A typical Carnival day in Brazil starts around 7 a.m., when the first blocos — as the free street parties are known — start their loud and colorful musical journey down the city’s streets. Drummers, stilt walkers, trumpet players and other performers, all dressed up and lacquered in glitter, attract thousands of followers.
Blocos are thematic, inspiring the costumes and songs of their followers. In Rio alone, the city authorized 500 street parties this year.

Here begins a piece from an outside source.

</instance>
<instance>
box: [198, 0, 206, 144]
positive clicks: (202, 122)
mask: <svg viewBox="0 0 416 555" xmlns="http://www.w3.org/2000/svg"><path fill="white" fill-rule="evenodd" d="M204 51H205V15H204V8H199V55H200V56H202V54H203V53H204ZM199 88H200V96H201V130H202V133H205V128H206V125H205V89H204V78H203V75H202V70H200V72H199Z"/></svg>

On Saturday, a dog donned an alligator costume during the Blocão dog Carnival parade, a play on words that joins “bloco” and “cão,” or dog in Portuguese. In northeastern Brazil’s Madre de Deus, there is even an aluminum can street party, where performers dress up in gigantic outfits made from approximately 1,600 cans gathered over the course of the previous months, then thoroughly washed to dispose of lingering odors.
Some blocos are powered by behemoth sound trucks known as electric trios, others by small fanfares.
From the different street parties, which usually end in the evening, some revelers move onto the Sambadrome, where samba schools parade and compete to win the annual title.
From giant unicorns to greater-than-life divinities, the samba schools spend much of the year preparing massive floats and churning out elaborate costumes to enact a parade before millions of spectators, both present and watching live on television.